Obama turning US into a bureaucracy
LET us hope Barack Obama actually read the Dodd-Frank Financial Reform Bill he signed into law last night. Astonishingly, it is 2,319 pages long and instructs government agencies to create new rules in 243 separate areas, guaranteeing many thousands more pages of guidance. That is as excessive as it sounds and confirms yet again that America is gradually becoming as bureaucratic as Europe, a sad thought – especially for the tens of thousands of Londoners employed by large US financial institutions affected by the new rules.
The infamous Sarbanes-Oxley Act of 2002, which imposed stringent box-ticking on all quoted US business and created vast amounts of work for accountants, was just 66 pages long. Mark Perry, an economist at the American Enterprise Institute, has crunched the numbers; they confirm that the US economy is about to be overwhelmed by an unprecedented torrent of red tape. It took only 31 pages in 1913 to create the US central bank and the entire Federal Reserve System with all its component banks, as well as the “new” US currency. In stark contrast, Perry notes, the table of contents (15 pages) and the list of definitions (11 pages) in Dodd-Frank are almost as long as the entire Federal Reserve Act. And what about the Glass-Steagall Act of 1933, so beloved of the Left? It overhauled America’s banking system in a much more dramatic way than Dodd-Frank ever will and yet took only 37 pages of legislation – 1.6 per cent the number of pages in the present bill. In fact, Perry calculates that the combined size of the five previous major US financial bills come to only 340 pages, one-seventh the size of the preposterous Dodd-Frank.

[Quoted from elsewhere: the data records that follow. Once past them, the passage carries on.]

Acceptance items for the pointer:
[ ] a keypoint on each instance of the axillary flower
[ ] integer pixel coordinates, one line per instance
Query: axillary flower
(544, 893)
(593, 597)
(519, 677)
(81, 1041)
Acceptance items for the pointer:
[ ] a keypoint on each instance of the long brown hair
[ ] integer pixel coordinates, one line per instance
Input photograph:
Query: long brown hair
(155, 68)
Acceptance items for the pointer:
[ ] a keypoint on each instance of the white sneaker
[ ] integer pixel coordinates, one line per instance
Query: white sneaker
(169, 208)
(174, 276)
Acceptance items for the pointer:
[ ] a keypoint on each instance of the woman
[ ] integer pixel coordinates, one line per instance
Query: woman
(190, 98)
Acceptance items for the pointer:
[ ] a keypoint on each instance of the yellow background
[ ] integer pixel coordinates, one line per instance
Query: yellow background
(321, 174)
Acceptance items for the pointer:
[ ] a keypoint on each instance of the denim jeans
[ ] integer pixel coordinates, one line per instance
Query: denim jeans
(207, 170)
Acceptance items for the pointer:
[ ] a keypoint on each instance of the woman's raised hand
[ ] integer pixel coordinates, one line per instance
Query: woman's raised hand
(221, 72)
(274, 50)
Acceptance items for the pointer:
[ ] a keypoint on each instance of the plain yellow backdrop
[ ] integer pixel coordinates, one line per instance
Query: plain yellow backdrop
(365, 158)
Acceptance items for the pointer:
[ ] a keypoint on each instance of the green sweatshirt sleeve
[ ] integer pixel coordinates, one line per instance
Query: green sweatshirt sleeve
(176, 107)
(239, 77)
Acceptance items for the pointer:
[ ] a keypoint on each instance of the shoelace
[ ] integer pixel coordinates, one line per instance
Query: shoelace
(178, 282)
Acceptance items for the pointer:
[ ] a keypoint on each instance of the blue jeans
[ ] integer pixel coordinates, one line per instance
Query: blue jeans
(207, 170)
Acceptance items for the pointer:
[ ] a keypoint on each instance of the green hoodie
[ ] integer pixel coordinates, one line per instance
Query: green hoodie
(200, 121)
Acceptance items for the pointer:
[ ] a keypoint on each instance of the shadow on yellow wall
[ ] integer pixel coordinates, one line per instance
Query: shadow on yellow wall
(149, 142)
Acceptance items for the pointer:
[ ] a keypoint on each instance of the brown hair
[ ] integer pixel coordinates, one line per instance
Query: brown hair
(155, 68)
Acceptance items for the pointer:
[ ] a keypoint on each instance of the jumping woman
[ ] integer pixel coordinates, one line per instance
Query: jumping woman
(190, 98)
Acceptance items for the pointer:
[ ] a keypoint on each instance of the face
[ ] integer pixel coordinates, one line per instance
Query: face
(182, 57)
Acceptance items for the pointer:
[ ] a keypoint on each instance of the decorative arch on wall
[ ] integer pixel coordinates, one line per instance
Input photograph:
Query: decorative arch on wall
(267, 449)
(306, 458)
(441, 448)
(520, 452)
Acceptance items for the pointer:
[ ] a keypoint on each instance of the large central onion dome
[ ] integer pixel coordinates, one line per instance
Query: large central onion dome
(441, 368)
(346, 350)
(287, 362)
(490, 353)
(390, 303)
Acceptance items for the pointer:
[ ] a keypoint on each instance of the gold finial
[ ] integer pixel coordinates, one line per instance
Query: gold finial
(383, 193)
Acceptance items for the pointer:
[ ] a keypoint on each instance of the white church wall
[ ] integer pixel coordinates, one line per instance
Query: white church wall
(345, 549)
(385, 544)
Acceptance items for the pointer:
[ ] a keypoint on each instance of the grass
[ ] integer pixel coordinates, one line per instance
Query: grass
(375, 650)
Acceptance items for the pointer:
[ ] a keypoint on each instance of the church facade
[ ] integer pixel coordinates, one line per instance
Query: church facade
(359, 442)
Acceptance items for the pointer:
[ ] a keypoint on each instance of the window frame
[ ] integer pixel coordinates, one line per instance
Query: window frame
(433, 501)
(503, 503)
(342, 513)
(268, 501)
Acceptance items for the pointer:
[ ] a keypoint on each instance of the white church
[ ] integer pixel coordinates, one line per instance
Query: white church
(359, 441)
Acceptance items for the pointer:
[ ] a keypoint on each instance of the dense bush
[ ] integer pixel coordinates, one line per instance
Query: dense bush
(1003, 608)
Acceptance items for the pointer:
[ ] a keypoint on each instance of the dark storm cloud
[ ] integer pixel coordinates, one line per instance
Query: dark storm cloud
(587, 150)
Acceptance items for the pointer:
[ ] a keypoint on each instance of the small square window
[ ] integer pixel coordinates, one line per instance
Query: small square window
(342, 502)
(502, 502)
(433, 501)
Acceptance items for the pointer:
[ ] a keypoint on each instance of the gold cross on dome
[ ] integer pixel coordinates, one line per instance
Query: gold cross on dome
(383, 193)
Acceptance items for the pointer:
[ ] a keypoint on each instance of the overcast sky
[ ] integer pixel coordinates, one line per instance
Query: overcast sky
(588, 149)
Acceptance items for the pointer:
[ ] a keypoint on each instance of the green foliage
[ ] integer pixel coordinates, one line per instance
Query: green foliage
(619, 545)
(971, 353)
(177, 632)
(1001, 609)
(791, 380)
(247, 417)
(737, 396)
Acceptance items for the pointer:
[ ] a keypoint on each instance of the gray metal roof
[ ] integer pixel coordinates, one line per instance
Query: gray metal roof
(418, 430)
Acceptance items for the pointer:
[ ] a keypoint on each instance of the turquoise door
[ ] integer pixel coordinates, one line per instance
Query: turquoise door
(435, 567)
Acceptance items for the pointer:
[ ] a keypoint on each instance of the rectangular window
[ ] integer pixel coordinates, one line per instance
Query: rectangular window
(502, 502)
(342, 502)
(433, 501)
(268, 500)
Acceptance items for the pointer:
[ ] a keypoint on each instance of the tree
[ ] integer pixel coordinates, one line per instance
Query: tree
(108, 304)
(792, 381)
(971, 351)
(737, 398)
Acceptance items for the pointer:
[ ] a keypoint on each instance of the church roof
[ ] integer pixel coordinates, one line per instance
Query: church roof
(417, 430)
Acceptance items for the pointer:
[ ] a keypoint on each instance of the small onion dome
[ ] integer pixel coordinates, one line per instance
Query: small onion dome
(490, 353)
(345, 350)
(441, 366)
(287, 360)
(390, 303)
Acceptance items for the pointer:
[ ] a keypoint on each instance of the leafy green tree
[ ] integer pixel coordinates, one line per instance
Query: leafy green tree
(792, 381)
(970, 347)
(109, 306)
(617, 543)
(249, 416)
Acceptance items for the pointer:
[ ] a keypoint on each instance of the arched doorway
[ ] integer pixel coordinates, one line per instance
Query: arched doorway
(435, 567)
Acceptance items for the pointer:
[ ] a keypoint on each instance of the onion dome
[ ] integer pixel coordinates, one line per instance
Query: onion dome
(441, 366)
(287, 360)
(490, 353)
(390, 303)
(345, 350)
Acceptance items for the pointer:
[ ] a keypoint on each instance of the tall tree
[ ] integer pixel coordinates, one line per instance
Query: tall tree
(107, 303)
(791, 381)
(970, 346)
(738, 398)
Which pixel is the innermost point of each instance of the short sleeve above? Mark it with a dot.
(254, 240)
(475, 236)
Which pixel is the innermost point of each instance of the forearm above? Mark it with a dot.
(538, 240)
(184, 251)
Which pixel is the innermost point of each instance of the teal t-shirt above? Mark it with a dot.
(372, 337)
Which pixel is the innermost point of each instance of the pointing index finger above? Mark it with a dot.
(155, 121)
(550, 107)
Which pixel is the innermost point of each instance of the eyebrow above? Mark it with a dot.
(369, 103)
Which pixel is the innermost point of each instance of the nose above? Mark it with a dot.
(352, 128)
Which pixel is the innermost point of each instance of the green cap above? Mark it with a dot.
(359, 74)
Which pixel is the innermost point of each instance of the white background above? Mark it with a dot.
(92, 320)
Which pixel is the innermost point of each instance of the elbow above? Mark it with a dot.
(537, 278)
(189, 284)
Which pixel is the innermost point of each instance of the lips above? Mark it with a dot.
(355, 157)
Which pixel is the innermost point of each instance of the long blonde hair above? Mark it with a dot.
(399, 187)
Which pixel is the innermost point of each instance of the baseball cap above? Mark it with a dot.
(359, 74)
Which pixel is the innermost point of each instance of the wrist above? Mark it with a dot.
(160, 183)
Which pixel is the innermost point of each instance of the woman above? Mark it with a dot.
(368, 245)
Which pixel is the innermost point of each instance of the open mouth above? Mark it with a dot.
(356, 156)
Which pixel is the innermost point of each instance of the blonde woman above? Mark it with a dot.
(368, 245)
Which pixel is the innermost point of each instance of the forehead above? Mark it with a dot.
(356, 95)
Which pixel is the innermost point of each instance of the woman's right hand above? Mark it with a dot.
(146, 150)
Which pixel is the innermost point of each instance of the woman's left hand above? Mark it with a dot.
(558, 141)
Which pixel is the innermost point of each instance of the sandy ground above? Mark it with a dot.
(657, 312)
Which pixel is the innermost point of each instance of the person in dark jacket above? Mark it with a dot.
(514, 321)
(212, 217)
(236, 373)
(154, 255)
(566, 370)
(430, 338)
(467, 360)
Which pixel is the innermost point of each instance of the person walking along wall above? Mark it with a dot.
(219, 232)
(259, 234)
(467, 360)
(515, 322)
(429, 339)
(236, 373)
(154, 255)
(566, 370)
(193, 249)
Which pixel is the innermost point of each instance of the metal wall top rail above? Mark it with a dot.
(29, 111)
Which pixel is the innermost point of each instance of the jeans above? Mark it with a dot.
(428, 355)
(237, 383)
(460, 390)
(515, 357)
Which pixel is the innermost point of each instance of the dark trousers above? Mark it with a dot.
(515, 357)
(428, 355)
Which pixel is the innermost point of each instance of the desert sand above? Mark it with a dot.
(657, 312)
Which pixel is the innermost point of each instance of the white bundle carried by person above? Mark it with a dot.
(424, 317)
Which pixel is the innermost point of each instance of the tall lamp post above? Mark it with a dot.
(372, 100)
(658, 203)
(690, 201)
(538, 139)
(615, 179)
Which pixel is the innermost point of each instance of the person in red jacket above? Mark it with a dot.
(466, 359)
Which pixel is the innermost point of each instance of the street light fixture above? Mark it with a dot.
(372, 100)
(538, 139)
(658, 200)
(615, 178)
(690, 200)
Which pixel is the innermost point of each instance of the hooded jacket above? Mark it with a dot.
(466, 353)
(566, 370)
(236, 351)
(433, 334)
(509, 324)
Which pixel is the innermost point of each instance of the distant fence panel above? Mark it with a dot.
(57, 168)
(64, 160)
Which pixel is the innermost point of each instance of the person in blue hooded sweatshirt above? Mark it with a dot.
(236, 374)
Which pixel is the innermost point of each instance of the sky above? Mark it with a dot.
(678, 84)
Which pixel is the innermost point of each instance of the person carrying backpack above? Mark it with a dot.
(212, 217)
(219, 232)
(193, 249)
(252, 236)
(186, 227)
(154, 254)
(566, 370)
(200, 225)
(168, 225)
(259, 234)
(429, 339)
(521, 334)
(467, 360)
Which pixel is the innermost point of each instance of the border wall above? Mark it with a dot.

It is not just in finance that gargantuan and excessively complex legislation has become the norm in the US: Nick Schulz, also of the American Enterprise Institute, compared the 2,074-page Obama Healthcare Bill (which sets up 183 new agencies, commissions and other official government bodies) to the 82-page Social Security Act of 1935 and the 74-page Civil Rights Act of 1964, legislation which had a much greater impact yet was much more concise. Of course, the size of a bill hardly tells the entire picture but it is a good pointer to its cumbersomeness.
Dodd-Frank is largely misguided but not all bad. Procedures are being set up to allow even the largest of firms to be wound down and to go bust in a controlled, managed manner. Dozens of small US banks have been liquidated over the past year; there is no reason why even giant firms cannot be closed and their investors wiped out without requiring bailouts. But US sources I trust have pointed out to me that the way the legislation is drafted could allow firms to be improperly seized by the authorities; it will also give huge powers to politicians who will decide whether or not a firm is to be wound down. This means that firms will have an incentive to kowtow to politicians and make donations to keep them on side – and that can only be bad news for property rights and democracy.